[arin-ppml] On USG 'granting of rights' (was: ARIN-PPML 2015-2)
mike at iptrading.com
Wed Jun 3 16:05:02 EDT 2015
The point remains. You could have argued that no transfer could happen without ARIN approval.
But you didn't, instead you had negotiated language added to the sales order which was legally passive and basically dealt with buyer recitals.
Why would Nortel object? They got their money.
Why would Microsoft object? They got their addresses.
But why would ARIN twist itself in knots instead of staking their legal claim at that point?
Still no word on the queer justification coincidence? Remember that the addresses were still in use by Nortel at the time of sale and 198,000 of them wouldn't be available until various times in the future, not to go past January 31st, 2012?
How can you stand by that justification, especially since Microsoft didn't even advertise the majority of the purchased addresses for a year afterwards?
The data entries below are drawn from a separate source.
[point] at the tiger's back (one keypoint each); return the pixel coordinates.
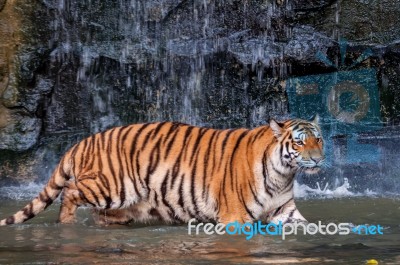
(169, 171)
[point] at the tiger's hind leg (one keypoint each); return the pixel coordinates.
(287, 213)
(140, 212)
(71, 200)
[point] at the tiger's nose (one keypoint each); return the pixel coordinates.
(317, 160)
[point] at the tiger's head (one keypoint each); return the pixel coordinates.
(301, 144)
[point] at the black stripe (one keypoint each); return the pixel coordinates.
(196, 149)
(171, 210)
(110, 163)
(192, 187)
(241, 198)
(205, 162)
(238, 141)
(154, 161)
(254, 195)
(223, 147)
(93, 195)
(158, 129)
(171, 135)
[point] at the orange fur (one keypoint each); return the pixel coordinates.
(175, 172)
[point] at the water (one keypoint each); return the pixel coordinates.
(43, 241)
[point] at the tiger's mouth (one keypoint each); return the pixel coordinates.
(312, 169)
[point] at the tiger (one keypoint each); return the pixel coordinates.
(175, 172)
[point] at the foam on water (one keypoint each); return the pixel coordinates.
(24, 192)
(305, 191)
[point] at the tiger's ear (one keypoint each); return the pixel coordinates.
(315, 119)
(276, 128)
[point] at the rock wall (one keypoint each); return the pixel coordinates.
(71, 68)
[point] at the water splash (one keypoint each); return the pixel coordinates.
(344, 190)
(31, 190)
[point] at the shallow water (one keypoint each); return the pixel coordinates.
(41, 240)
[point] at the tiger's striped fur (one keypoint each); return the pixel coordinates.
(176, 172)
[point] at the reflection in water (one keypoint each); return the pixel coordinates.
(42, 240)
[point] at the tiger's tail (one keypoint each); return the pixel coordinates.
(45, 198)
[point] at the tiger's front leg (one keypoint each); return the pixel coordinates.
(287, 213)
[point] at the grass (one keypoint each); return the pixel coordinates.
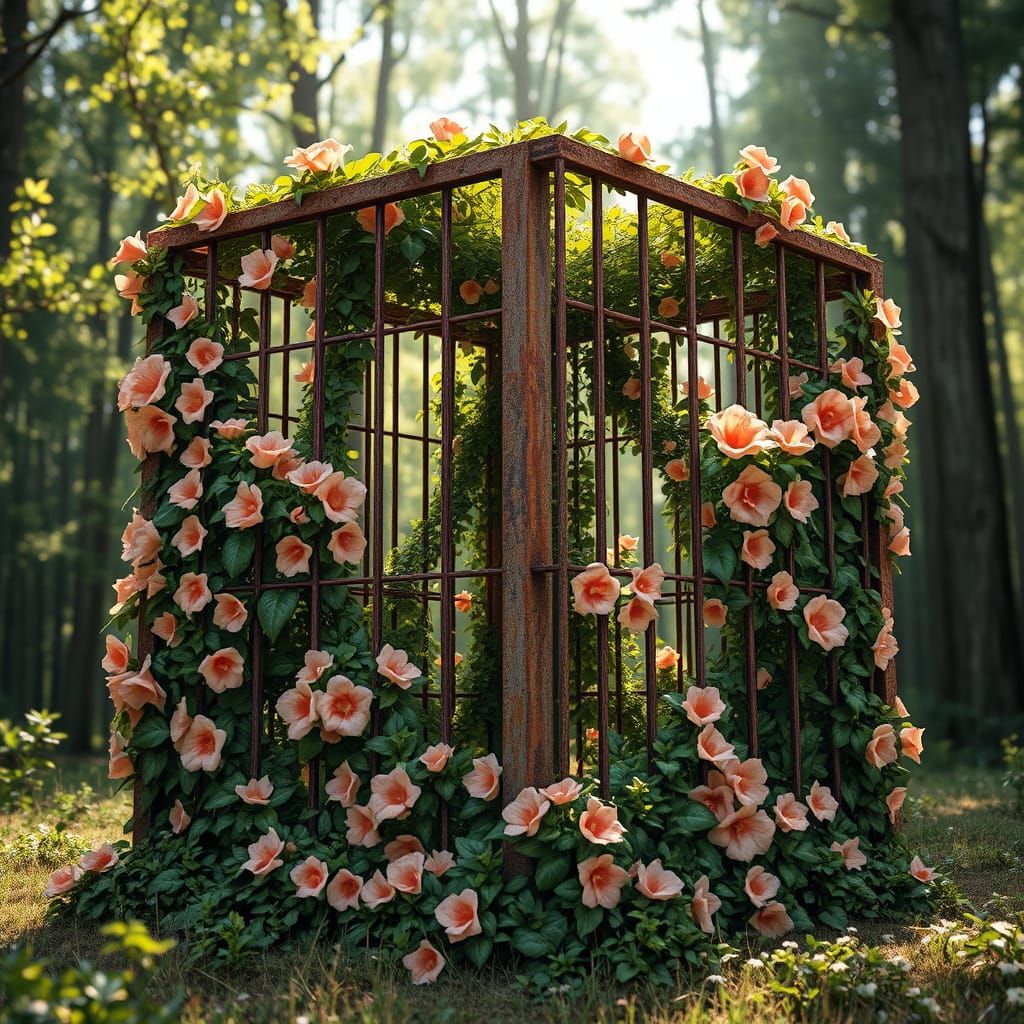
(960, 820)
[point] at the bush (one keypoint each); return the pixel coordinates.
(23, 758)
(86, 994)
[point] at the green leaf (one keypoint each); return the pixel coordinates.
(237, 553)
(720, 556)
(274, 608)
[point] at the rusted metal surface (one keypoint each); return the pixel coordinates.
(557, 420)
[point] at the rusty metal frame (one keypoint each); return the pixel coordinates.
(538, 364)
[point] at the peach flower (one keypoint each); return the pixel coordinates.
(150, 430)
(859, 478)
(343, 891)
(185, 312)
(702, 705)
(798, 188)
(119, 764)
(201, 747)
(656, 882)
(438, 862)
(793, 212)
(753, 184)
(920, 871)
(595, 591)
(393, 794)
(184, 203)
(309, 878)
(256, 792)
(600, 823)
(634, 147)
(344, 785)
(792, 436)
(753, 497)
(230, 613)
(853, 859)
(293, 556)
(782, 593)
(132, 248)
(772, 921)
(712, 745)
(799, 500)
(298, 708)
(483, 780)
(361, 827)
(268, 449)
(343, 709)
(197, 455)
(760, 886)
(887, 313)
(222, 670)
(102, 858)
(341, 497)
(246, 508)
(264, 854)
(395, 667)
(791, 814)
(436, 757)
(704, 904)
(61, 881)
(757, 156)
(212, 215)
(666, 658)
(564, 792)
(911, 742)
(738, 432)
(821, 803)
(524, 813)
(347, 544)
(326, 156)
(393, 216)
(116, 659)
(744, 834)
(144, 384)
(677, 470)
(377, 891)
(178, 818)
(830, 417)
(458, 915)
(757, 549)
(715, 612)
(424, 963)
(894, 802)
(824, 622)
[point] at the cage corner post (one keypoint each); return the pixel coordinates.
(527, 632)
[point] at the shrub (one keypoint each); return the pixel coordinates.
(24, 757)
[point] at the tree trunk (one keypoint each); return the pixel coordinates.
(973, 620)
(381, 107)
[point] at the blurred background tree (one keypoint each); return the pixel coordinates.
(905, 117)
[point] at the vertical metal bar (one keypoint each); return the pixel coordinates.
(693, 374)
(561, 474)
(600, 525)
(647, 469)
(527, 685)
(819, 300)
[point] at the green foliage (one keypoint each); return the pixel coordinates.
(86, 994)
(25, 757)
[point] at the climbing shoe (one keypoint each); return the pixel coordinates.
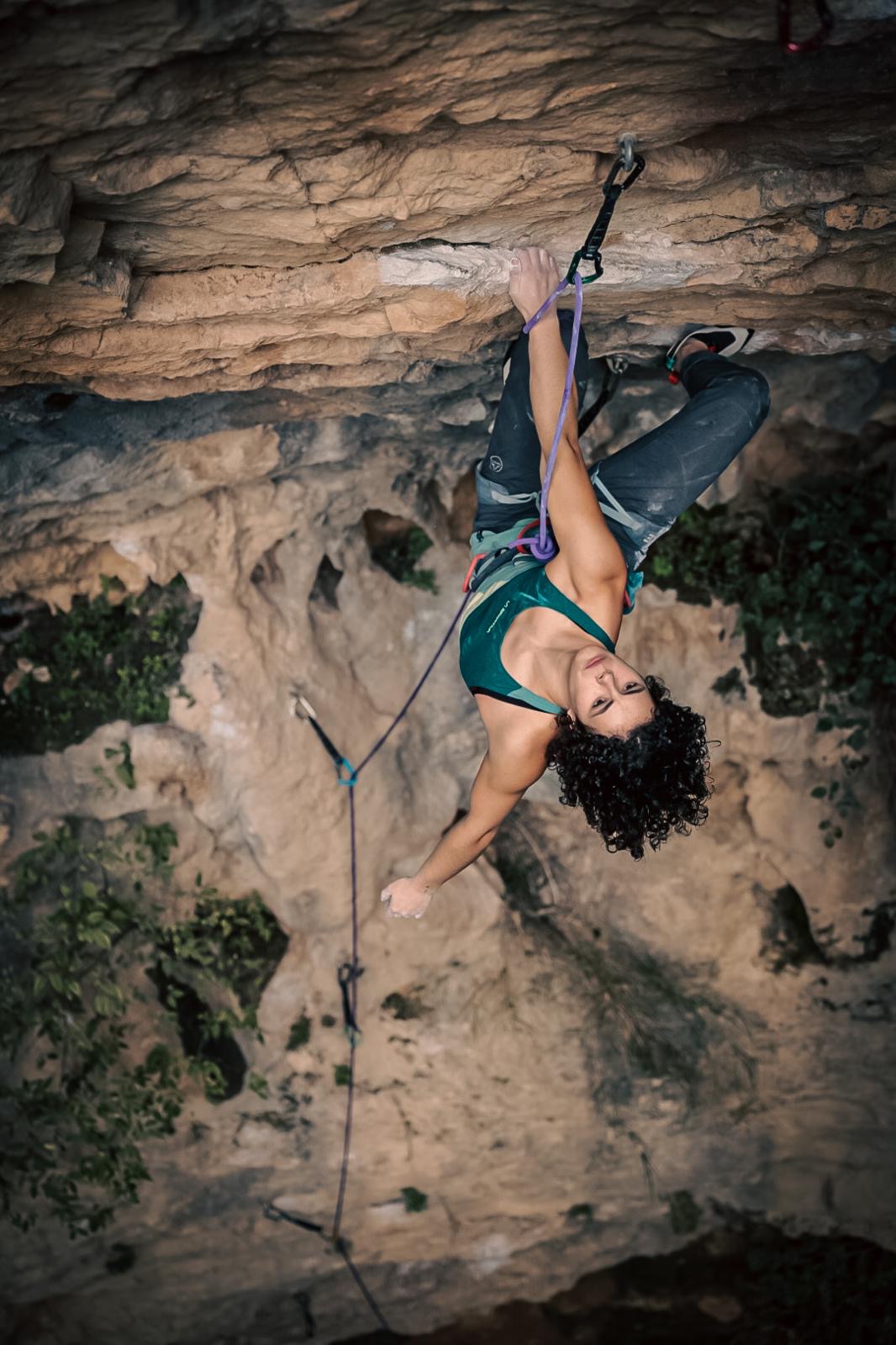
(720, 340)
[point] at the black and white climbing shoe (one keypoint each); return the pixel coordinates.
(720, 340)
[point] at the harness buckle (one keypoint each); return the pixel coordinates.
(472, 567)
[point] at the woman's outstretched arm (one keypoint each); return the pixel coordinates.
(501, 783)
(588, 549)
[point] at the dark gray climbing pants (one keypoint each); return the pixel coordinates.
(645, 486)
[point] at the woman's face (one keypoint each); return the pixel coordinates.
(606, 694)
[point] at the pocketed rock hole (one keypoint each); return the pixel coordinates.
(396, 545)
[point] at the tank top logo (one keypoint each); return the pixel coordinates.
(490, 629)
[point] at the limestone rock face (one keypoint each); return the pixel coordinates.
(256, 271)
(289, 193)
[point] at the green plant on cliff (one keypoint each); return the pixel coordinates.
(398, 555)
(813, 571)
(105, 659)
(98, 982)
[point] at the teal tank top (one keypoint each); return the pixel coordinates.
(488, 620)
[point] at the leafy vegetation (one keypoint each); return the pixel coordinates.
(813, 571)
(299, 1033)
(105, 659)
(398, 553)
(85, 936)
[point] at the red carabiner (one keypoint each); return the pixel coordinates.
(472, 567)
(825, 26)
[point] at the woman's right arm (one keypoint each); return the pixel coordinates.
(495, 791)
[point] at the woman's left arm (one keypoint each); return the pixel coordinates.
(589, 551)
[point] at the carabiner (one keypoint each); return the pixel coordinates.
(825, 26)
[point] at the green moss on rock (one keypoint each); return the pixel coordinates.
(65, 674)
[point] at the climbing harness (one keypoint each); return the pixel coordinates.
(542, 548)
(825, 27)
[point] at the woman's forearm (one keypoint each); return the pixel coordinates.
(548, 362)
(459, 847)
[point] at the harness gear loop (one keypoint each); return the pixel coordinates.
(825, 27)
This is what we mean by evidence that ARIN does not truly seek a legal precedent be set on this matter.
And this begs the question of your assertion that ARIN "provides" the rights to the address blocks in your conversation with David Conrad.
If that were the case, why does ARIN kowtow to legal requirements (a la the L/RSA for Microsoft and other changes you make to comport with bankruptcy requirements) instead of telling the judge to stuff it because ARIN policy defines address holder rights and registry will only be changed by policy?
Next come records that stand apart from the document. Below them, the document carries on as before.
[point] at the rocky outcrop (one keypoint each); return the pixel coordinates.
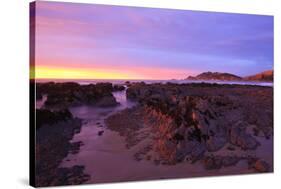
(118, 88)
(263, 76)
(192, 121)
(64, 95)
(54, 131)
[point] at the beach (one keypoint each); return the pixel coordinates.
(162, 131)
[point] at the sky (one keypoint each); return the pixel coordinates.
(87, 41)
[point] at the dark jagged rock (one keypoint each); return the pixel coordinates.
(192, 119)
(54, 131)
(44, 116)
(263, 76)
(261, 166)
(118, 88)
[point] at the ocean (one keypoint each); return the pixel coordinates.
(122, 81)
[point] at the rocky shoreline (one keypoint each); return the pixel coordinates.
(54, 130)
(69, 94)
(199, 122)
(214, 126)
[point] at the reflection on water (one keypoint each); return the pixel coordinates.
(94, 113)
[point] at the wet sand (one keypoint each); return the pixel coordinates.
(107, 158)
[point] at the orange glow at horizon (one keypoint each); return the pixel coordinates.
(43, 72)
(52, 72)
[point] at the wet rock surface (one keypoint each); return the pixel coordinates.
(194, 122)
(54, 132)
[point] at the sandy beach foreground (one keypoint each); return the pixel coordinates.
(137, 131)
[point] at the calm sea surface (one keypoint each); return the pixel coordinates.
(85, 82)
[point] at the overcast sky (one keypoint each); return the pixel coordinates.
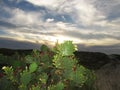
(91, 23)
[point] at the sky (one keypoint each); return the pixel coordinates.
(93, 25)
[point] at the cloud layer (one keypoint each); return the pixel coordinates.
(88, 22)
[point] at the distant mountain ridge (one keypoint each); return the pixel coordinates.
(91, 60)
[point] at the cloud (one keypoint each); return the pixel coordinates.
(88, 22)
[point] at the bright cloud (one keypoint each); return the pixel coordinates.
(89, 22)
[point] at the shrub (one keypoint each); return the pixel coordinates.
(55, 69)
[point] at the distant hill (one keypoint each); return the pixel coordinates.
(91, 60)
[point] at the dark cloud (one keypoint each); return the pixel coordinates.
(7, 24)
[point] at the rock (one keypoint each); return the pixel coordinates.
(92, 60)
(108, 77)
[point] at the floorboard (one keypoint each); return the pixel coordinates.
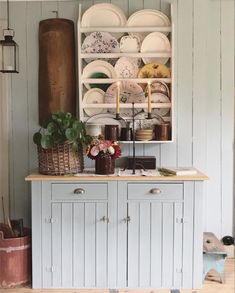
(211, 285)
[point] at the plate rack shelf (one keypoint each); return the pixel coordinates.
(82, 81)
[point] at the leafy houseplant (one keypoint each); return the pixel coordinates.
(60, 144)
(61, 128)
(104, 152)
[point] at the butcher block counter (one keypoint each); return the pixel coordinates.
(118, 231)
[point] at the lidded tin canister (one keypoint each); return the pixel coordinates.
(57, 67)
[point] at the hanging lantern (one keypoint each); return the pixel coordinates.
(9, 53)
(9, 50)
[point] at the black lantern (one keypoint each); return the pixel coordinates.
(9, 50)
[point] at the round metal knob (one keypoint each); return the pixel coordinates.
(155, 191)
(79, 191)
(104, 219)
(126, 220)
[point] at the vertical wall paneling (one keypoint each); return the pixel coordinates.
(200, 95)
(213, 145)
(227, 111)
(165, 6)
(47, 7)
(185, 64)
(168, 152)
(20, 121)
(33, 15)
(69, 10)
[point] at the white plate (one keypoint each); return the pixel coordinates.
(98, 66)
(104, 15)
(130, 44)
(155, 43)
(93, 96)
(126, 68)
(159, 87)
(100, 42)
(129, 92)
(106, 118)
(148, 17)
(159, 98)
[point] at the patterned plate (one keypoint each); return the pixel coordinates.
(100, 67)
(147, 17)
(159, 87)
(130, 44)
(100, 42)
(126, 68)
(93, 96)
(129, 92)
(159, 98)
(153, 70)
(104, 15)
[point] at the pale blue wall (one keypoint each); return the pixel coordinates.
(204, 99)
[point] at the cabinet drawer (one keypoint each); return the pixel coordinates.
(83, 191)
(154, 191)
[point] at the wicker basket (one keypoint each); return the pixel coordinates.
(60, 160)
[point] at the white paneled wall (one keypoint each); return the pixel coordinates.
(204, 98)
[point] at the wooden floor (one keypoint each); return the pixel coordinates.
(210, 286)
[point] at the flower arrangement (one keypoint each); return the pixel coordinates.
(99, 147)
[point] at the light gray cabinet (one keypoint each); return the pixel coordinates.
(117, 234)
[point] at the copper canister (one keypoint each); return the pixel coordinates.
(163, 131)
(111, 132)
(57, 73)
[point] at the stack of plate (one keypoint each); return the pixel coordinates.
(144, 134)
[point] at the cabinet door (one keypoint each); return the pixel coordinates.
(154, 244)
(79, 244)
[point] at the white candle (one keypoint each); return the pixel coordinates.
(149, 97)
(118, 98)
(9, 67)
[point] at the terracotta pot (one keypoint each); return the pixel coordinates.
(104, 165)
(15, 259)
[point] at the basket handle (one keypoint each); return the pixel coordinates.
(79, 191)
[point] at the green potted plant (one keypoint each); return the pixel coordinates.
(60, 143)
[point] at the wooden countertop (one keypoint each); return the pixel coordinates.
(35, 176)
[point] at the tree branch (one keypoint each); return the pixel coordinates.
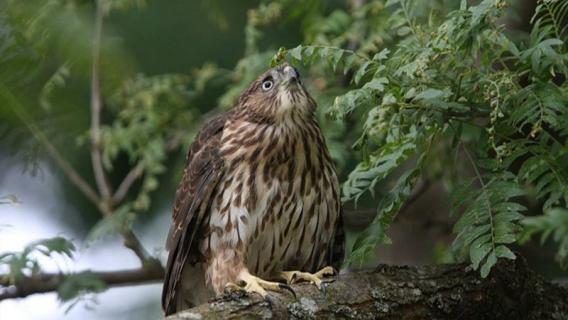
(52, 151)
(50, 282)
(455, 291)
(96, 108)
It seems there are these legal rights that exist outside the ARIN registry system, in particular legacy legal rights which remain untested in court.
From: John Curran [mailto:jcurran at arin.net]
Sent: Wednesday, June 03, 2015 3:34 PM
To: Mike Burns
Cc: arin-ppml at arin.net
Subject: Re: [arin-ppml] On USG 'granting of rights' (was: ARIN-PPML 2015-2)
On Jun 3, 2015, at 3:02 PM, Mike Burns <mike at iptrading.com> wrote:
> My recollection is not off and my statement stands. The judge, after
> consulting with counsel for Nortel on the issue, issued a motion for
> the auction to commence in which he found that Nortel had the
> exclusive right to transfer the addresses. Otherwise he couldn't
> really sell them in bankruptcy court.
ARIN wouldn’t argue that Nortel as "the party with the exclusive right to sell the addresses"; in fact, that right is specifically provided for all address holders
in the L/RSA agreements. The filing in the matter for the auction did not inform
the judge of the nature of the registry system, nor did it seek an order to sell the
addresses, only permission to hold an auction. It was only when they filed to
actually complete the sale that ARIN was notified.
> There was nothing about ARIN in that motion, the only language
> involving ARIN came after you were finally notified of the auction and
> had 30 days to negotiate with Microsoft.
On this we agree - ARIN was not notified in advance, or the original auction order would have been much clearer. We have dealt with many bankruptcy matters since that time and are seeing appropriate language now being used.
Upon engaging with Microsoft and Nortel, their revised order and amended sale agreement were similarly corrected.
To the original point, we have continuously filed to insure that bankruptcy sales are handled in compliance with policy, and that means not allowing transfers contrary to policy - we achieved that outcome in Microsoft/Nortel.
I will also note that in Nortel's original filing, Nortel made a claim of a "property interest” (not just rights of use) as well as a claim that legacy numbers are not subject to ARIN's transfer restrictions. Both of these were claims were removed from the revised filings by Nortel; feel free to ask them if you wish to why they chose not to attempt pursuing these claims.